Cette efficacité ne peut prendre appui que sur le partage de l’information et la transformation numérique, non seulement des services publics, mais de l’architecture même de l’État. Difficile d’imaginer comment parvenir à un meilleur équilibre entre administrations centrales et services déconcentrés, et à une meilleure collaboration entre l’État et les collectivités locales, sans le développement d’outils numériques permettant d’élaborer conjointement les données, et de les partager. Avec la tutelle sur la DINUM, Amélie de Montchalin a reçu la mission de promouvoir "les actions propres à accélérer la transformation numérique de l’État". Cette transformation sera-t-elle envisagée sous le seul angle de la numérisation des services publics, ou pensée comme une transformation fondamentale de l’organisation de l’État, et de la culture de ses agents comme de ses dirigeants ? C’est l’une des questions clés de ces 600 jours. À cet égard, il sera passionnant de suivre les progrès du chantier du numérique en santé, après l’annonce d’un investissement massif dans ce domaine dans le cadre du Ségur. Piloter par la donnée, et non par la norme, cette révolution copernicienne si urgente pour notre système de santé vaut en fait pour toute l’action publique.

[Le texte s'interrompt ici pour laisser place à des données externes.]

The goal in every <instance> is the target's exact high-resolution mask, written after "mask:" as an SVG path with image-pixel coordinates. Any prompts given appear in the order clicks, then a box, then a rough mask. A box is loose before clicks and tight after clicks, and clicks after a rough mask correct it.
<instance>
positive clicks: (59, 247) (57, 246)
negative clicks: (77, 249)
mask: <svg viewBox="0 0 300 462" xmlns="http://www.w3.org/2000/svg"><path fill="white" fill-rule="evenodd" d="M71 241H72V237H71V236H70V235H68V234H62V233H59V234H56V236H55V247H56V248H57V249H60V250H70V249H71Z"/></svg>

L’intendance, cette fois, suivra-t-elle ? "C’est sur l’exécution que nos concitoyens nous attendent et sont fondés à nous juger", expliquait Jean Castex aux sénateurs le 16 juillet dernier, avant d’ajouter : "si la défiance progresse encore, elle nous emportera tous". Prononcés sur le seuil d’une crise dont on ne fait encore que soupçonner l’ampleur, et alors que le poids relatif de la dépense publique n’a jamais été aussi élevé, ces mots prennent un poids particulier, et obligent chacun à œuvrer pour que l’action publique retrouve une prise sur le réel. Car à défaut, "peu à peu, le réel s’éloigne. Le monde du pouvoir bâtit des constructions imaginaires", comme l’écrivait encore Emmanuel Macron dans son livre-manifeste. Il reste 600 jours pour prouver que cette "République des territoires" dessinée par Jean Castex n’aura pas simplement été une autre de ces constructions imaginaires.